Şahali, Kıbrıs’ın kuzeyindeki yapının Anayasa’da tanımlanan niteliklerini hatırlatarak, “Biz … demokratik, laik bir hukuk devleti olduğunu biliyoruz. Ve bu Anayasasında açıklıkla emredilen niteliklerden hiçbir biçimde uzaklaşmaması gerektiğini söylüyoruz” ifadelerini kullandı. Şahali, halkın oylarıyla ortaya çıkan bir sonuca muhalefet eden bir anlayışın “devlet” olamayacağını savunarak, “Devlet dediğimiz şey eğer halkın oylarıyla ortaya çıkan bir sonuca muhalefet eder pozisyondaysa o muhalefet devlet değildir” dedi.

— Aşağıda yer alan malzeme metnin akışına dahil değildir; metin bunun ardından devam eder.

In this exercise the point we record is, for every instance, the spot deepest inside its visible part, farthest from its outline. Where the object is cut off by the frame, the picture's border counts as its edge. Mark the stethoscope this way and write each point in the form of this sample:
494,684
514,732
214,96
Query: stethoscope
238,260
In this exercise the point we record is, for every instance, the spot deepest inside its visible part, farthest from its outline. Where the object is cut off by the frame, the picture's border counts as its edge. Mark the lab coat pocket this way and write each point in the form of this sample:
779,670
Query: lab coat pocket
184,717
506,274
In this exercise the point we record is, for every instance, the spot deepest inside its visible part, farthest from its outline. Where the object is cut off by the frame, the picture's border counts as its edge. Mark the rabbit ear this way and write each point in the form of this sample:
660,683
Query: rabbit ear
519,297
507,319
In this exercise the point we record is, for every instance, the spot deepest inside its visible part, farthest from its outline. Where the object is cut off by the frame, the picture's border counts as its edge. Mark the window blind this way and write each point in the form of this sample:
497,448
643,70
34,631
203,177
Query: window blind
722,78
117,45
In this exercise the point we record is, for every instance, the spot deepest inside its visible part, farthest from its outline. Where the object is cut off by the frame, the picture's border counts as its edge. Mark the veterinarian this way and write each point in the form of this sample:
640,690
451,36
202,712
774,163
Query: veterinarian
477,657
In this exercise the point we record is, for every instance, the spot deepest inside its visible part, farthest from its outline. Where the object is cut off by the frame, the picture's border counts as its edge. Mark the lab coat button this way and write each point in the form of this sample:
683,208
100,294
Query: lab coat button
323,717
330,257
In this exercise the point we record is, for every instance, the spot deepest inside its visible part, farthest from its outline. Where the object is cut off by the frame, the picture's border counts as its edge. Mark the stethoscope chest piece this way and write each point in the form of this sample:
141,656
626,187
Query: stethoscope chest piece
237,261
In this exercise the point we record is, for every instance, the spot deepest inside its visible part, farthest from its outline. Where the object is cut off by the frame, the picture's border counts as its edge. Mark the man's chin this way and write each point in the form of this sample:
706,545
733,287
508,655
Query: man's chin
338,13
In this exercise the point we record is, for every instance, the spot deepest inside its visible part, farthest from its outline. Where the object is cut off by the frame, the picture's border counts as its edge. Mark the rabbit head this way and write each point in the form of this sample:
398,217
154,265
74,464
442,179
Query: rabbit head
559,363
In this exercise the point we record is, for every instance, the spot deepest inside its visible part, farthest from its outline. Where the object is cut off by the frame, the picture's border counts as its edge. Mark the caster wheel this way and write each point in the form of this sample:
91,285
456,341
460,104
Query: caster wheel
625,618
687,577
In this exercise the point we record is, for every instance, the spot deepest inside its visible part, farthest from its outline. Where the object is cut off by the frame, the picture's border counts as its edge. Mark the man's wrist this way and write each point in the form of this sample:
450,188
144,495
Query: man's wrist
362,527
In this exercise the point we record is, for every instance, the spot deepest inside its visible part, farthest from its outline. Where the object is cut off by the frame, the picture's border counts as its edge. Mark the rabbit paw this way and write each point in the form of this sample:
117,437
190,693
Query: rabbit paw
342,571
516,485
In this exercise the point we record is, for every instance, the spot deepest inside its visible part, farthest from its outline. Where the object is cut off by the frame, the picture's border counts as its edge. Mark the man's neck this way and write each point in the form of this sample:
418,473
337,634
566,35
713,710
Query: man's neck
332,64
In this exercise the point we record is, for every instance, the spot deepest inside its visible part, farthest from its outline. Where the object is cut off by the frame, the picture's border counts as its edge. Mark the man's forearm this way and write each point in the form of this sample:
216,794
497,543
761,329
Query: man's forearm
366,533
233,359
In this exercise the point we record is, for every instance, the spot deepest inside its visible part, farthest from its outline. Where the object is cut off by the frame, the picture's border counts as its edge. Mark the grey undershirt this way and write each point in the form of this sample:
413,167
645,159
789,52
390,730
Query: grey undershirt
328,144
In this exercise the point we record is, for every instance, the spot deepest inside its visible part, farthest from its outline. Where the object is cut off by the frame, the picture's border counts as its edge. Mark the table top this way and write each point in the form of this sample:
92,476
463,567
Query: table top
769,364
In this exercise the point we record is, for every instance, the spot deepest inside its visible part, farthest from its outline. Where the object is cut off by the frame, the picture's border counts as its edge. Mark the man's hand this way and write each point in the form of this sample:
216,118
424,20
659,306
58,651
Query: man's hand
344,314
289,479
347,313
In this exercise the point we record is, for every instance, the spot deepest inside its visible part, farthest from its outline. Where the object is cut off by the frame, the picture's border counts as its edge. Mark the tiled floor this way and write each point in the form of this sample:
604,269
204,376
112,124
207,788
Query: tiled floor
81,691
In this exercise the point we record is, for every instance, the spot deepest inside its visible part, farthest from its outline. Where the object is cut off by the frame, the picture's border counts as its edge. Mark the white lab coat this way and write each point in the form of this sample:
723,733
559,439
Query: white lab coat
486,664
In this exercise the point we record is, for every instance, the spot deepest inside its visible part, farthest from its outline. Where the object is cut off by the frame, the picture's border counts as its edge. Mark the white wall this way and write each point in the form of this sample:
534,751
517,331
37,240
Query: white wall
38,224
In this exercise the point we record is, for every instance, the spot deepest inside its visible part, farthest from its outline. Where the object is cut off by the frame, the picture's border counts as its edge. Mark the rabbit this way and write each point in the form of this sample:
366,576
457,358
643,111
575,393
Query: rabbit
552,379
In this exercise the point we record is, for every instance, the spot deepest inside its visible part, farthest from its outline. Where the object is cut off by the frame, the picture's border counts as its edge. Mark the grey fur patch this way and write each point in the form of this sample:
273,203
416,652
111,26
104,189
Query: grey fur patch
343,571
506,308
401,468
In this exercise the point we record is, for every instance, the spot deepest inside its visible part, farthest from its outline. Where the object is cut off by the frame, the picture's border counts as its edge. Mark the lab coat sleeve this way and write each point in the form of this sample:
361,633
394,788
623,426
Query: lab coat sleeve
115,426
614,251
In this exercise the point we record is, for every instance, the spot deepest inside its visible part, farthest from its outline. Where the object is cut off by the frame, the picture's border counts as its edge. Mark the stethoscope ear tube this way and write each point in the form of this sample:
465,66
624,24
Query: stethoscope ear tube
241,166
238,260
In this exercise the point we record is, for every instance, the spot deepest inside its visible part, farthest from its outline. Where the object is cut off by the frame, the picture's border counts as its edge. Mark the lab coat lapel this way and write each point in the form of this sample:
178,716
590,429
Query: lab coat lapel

Şahali, 19 Ekim’de Yüksek Seçim Kurulu’nun yönettiği seçimlerin demokratik ve hukuki niteliğine vurgu yaparak, “Hukuki olduğuna dair en küçük bir kuşku dahi bulunmayan on dokuz Ekim seçimleri” ifadesini kullandı. Şahali, bu sonucun dışlandığı bir “devlet politikası” iddiasını kabul etmeyeceğini belirtti ve “Kıbrıs Türk Cumhuriyeti seçmenlerinin iradesi hilafına hareket edebilecek şansı ve hakkı yoktur” dedi.
GÜVEN YARATICI ÖNLEMLER: “ÖDÜN DEĞİL, GÜNLÜK SIKINTILARIN AŞILMASI”
Şahali, liderlerin görüşmesi sonrasında yapılan açıklamaların güven yaratıcı önlemler başlığının gerçek anlamını yeniden hatırlattığını söyledi. Geçiş noktalarında yaşanan sıkıntıların aşılmasının, sadece iki toplum arasında güven yaratma hedefinden ibaret görülmemesi gerektiğini ifade eden Şahali, bu adımların Kıbrıslı Türklerin günlük yaşamına dönük somut sonuçlar ürettiğini belirtti.
Şahali, Cumhurbaşkanı Erhürman’ın görüşme sonrası açıkladığı bir adımı örnek vererek, Metehan’da yürütülen bir belgelendirme işleminin Bostancı ve Derinya kapılarında da yapılacağı bilgisinin kamuoyuyla paylaşıldığını hatırlattı. Şahali bu adımı, “Son derece ileri bir adımdır… küçük bile olsa huzur veren bir adım” sözleriyle değerlendirdi. Şahali, güven yaratıcı önlemlerin “ödün” gibi sunulmasının Kıbrıslı Türkleri yalnızlığa hapsettiğini söyleyerek, “Kıbrıslı Türklerin hapsolmaya değil bilakis özgürleşmeye, dünyayla kucaklaşmaya ve dünyada hak ettikleri yeri yeniden kazanmaya ihtiyaçları vardır” dedi.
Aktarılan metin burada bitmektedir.